Voters enacted term limits in 1994 and 1996, constraining most officials to 12 years. They clearly intended the measure to be retroactive, but then-Attorney General Frankie Sue Del Papa opined that only terms served after the initiative went into effect would count.

Then came the infamous Lorton v. Jones case in 2014, which held politicians are limited to 12 years — total — on a “local governing body,” regardless of whether that time was spent as a city council member or mayor. That means a person couldn’t serve for 12 years as a council member and then another 12 as mayor.
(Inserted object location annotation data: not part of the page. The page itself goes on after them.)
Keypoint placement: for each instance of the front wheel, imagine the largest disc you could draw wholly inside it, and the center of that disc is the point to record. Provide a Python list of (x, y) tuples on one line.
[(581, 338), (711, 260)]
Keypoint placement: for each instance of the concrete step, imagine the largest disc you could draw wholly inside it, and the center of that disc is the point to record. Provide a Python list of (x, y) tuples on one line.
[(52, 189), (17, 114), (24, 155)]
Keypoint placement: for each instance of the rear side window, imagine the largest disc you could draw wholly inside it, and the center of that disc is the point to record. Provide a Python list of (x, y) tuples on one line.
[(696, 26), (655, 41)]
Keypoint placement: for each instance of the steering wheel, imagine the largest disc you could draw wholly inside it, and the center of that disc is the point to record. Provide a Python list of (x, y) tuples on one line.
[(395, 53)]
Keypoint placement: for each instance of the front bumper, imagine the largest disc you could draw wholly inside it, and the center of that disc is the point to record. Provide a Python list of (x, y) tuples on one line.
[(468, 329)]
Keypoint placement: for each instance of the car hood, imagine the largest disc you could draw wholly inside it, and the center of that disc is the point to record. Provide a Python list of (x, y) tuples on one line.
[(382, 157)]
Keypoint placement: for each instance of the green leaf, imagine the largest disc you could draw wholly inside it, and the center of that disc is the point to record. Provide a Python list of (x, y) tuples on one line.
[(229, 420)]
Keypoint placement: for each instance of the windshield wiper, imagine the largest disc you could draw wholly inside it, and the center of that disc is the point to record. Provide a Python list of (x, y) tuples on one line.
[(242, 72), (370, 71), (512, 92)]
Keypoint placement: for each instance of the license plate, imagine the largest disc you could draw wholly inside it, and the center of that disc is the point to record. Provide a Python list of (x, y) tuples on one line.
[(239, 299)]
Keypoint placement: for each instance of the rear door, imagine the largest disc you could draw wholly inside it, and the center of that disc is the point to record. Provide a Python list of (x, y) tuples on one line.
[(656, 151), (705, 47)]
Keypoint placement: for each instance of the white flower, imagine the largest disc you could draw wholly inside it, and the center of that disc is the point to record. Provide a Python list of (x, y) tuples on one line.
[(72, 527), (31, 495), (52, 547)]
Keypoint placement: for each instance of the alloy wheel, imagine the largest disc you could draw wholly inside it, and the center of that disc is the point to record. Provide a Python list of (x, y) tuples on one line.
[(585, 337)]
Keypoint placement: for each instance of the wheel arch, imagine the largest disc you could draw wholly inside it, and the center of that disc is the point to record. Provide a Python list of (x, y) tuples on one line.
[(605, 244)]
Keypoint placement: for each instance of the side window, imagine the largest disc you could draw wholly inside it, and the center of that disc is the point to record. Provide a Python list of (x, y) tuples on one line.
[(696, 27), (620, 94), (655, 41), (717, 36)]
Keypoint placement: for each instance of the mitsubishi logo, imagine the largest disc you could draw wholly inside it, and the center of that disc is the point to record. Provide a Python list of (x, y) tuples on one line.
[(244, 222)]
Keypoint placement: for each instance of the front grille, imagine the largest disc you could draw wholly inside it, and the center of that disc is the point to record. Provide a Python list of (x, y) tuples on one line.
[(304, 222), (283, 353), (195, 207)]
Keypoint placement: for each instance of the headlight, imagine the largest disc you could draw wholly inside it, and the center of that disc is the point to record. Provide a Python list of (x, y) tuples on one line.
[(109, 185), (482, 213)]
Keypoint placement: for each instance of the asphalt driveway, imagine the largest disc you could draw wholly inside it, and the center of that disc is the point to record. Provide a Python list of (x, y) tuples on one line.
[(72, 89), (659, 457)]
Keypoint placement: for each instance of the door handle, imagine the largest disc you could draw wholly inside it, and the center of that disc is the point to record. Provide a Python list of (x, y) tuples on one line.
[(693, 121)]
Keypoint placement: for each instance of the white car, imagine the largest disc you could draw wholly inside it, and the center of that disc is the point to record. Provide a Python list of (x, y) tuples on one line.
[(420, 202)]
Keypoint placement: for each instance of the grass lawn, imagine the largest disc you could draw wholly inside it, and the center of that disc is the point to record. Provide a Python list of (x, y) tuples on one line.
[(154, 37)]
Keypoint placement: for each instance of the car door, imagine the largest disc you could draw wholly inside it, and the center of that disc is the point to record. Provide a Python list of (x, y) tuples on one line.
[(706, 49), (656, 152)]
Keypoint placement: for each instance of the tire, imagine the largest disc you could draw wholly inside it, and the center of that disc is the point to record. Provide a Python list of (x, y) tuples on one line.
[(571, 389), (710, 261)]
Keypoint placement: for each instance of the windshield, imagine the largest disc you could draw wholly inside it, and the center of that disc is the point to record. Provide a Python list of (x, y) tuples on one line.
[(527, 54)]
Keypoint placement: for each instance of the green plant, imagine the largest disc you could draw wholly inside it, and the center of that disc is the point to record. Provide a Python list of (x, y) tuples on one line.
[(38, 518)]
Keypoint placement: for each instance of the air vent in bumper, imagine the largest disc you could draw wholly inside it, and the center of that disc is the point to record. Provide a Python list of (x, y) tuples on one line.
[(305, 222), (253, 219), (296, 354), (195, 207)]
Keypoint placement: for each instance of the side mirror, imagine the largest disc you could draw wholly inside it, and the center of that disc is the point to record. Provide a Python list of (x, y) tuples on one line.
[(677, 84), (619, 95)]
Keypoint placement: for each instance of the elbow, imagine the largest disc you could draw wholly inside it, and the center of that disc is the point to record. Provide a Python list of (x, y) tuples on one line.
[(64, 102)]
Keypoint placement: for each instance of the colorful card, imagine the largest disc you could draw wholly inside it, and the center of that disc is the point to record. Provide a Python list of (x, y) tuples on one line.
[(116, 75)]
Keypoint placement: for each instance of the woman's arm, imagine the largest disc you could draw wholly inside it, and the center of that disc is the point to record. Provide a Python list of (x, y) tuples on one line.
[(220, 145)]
That sent shock waves across the Hermit Kingdom, where Mayor Andy Hafen has been a fixture of the council since Reagan was president. (He’ll wrap up 32 years on the council this year.) But courts declined to dislodge His Honor, even though city employee (and would-be mayor) Rick Workman urged them to do so.

Now, Workman is back, charging that Councilwoman Debra March is ineligible to run for mayor because she’s already served too long on the council. (March was appointed to a council post in July 2009, and was elected in 2011 and again in 2015.)

Workman correctly notes that the ballot guide for the 1994 and 1996 initiatives says “appointment to an office for any amount of time would be equal to one (1) term.” That means March’s two years as an appointed councilwoman should count as her first term, and her elections in 2011 and 2015 should count as her second and third.

The only problem? That language doesn’t appear in the portion of the law that applies to local government officials.

Besides, under term limits, March gets 12 years, and she’s served only eight thus far, which means she’s eligible for at least one term as mayor. Secretary of State Barbara Cegavske on Thursday came to the same conclusion, and told Workman so in a letter.

But wait, there’s more!

In 1994, the courts ruled that despite a constitutional gubernatorial term limit, Gov. Bob Miller was eligible to run for two full terms in addition to the two years he’d already served. (Miller was elevated after former Gov. Richard Bryan was elected to the Senate in 1988, filling the two years of Bryan’s unexpired term, and seeking re-election in 1990 and 1994.)

The constitution limits the governor to one term if he or she has already served at least two years of somebody else’s term. But the state Supreme Court ruled “years” didn’t mean 365-day calendar years, but rather “official years,” periods of time from the day a governor is sworn in until the term expires. As a result, Miller won another term and served a total of 10 years.

Since March wasn’t appointed until July 2009, she won’t reach her 12-year anniversary until July 2021. But council elections take place in June 2021, so she could be elected without offending the 12-year limit under the Miller precedent, even though she’d have served for 16 years at the end of a second mayoral term.

Workman says he’s going to run for mayor regardless of Cegavske’s ruling. And frankly, the antipathy with which the leaders of the Hermit Kingdom greet Workman’s activism commends him strongly to voters. Very few places need new blood like the Henderson City Council.

But if it happens, it will happen as a result of politics, not Nevada’s bruised-and-battered term limits law.